I don't have my rubber band drive F handy, but I would think the original had a "gear" reduction around 6:1. If so, the Pittman design would have give 12:1, comparing nicely to current ratios.
If you never stopped the train, it would be hard to beat a set of 4-6 rubber band F's for smooth and quiet operation at around 40 smph. I suspect Pittman equipped power would have been quite a bit noisier because of the gears.
**UPDATE** Good news! I've successfully tested the motor and it seems to work good.
Hi everybody. Just wanted to let you know that I got the F7 running, (runs good by the way) and that the wheels weren't as bad as I thought. Believe it or not, I figured out a way to refurbish them, and now they're like new. For anyone else who may need help with this problem, I took them apart and put them in a sonic jewelry cleaner filled with a mix of water and Dawn dish liquid. Then, after rinsing them and letting them dry for a few days I polished them with a fine emery board and put it all back together. I also found new drive bands for it, as the originals were long gone. I believe it was someone at Athearn who recommended Goody hair rubber bands for things like small pig-tails, and they're just the right size. It's amazing the bargins you can find at a yard sale. Thank you everyone for your tips and suggestions.

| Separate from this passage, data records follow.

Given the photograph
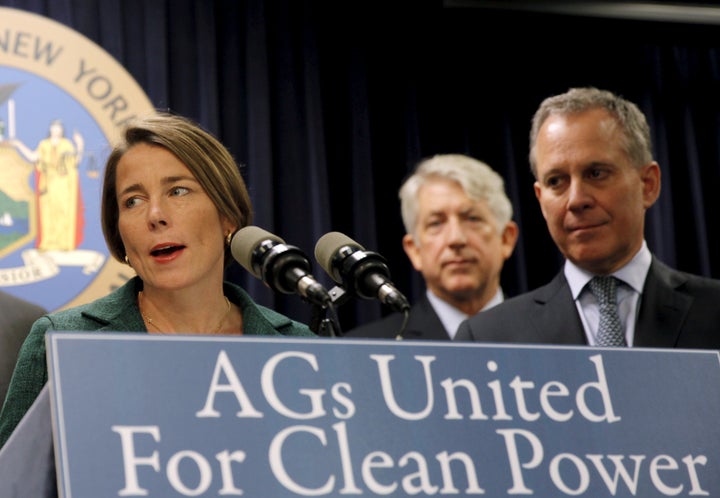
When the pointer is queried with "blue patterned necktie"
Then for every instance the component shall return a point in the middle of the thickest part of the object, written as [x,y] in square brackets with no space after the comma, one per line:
[610,330]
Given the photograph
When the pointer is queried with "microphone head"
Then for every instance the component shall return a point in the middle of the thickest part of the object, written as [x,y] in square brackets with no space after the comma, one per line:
[326,250]
[244,244]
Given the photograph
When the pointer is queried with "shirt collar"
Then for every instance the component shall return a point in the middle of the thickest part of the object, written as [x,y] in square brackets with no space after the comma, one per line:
[632,274]
[450,316]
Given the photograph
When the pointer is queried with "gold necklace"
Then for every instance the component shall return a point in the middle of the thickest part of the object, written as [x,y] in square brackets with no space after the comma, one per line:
[150,321]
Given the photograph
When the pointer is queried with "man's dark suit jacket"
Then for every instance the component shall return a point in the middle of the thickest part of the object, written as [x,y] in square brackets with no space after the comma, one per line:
[16,319]
[678,310]
[423,323]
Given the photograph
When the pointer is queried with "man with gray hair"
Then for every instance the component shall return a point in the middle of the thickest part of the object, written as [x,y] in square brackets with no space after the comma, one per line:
[591,154]
[459,233]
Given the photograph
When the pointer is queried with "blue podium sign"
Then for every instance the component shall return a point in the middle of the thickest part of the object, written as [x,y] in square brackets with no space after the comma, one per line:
[146,415]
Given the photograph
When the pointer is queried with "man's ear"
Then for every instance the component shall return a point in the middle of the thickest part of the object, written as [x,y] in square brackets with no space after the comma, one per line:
[413,251]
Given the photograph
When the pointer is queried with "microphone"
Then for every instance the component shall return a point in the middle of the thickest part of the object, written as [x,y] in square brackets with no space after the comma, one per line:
[282,267]
[363,272]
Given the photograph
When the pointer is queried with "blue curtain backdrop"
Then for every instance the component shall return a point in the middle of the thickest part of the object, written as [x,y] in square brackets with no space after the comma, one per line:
[327,105]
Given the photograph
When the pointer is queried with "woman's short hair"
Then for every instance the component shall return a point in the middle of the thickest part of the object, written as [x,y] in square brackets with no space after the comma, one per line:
[209,161]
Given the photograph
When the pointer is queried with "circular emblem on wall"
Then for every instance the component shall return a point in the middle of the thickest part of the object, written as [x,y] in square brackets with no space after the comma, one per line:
[63,102]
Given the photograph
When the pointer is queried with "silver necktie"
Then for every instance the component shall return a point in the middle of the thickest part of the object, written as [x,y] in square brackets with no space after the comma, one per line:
[610,330]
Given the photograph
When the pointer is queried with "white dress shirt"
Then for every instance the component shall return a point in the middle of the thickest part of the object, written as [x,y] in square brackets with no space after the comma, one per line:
[629,291]
[451,317]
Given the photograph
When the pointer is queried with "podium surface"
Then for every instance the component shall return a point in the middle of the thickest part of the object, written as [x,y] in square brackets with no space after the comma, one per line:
[145,415]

glad that you got it running :)
That's good to hear. I have great fondness for those old things, and it's great to hear that one (or more) are still slithering around a layout.
Glad to hear you got it running!
I fixed up a couple of these a while back. I bought multisize packs of the Goody rubber and "ouchless" bands experiemented a couple times until I got a set with the right tension and I was good to go.
Another thing to try for rusty parts is plain old vinegar. Sometimes they will be so pitted that you have to file/polish, etc, but often the result is a ready-to-go surface after an application of vinegar (gentle rubbing with a cloth or cotton swab) and a rinse with tap water. I've even used it on an old painted metal boxcar with white corrosion (not zinc rot) and I was able to remove the corrosion and preserve virtually all the paint!
Visit the Chicago Valley Railroad for Chicago Trainspotting and Budget Model Railroading.
7j43k That's good to hear. I have great fondness for those old things, and it's great to hear that one (or more) are still slithering around a layout. Ed
Enjoy!
OT Dean (What were they--$5.95?) That was 62 years ago, and I'm still hooked on railroad modeling.
(What were they--$5.95?) That was 62 years ago, and I'm still hooked on railroad modeling.
The Athearn catalog for 1957 says $6.95. Which is $63.93 today. If I were to leave out nostalgia, I'd keep saving my money until I had $300, and get one of today's beautiful sound equipped models.
Would anyone here pay $63.93 for a new-in-the-box Athearn rubber-band F?
That would be an F without handrails, windows, lights, sound, DCC........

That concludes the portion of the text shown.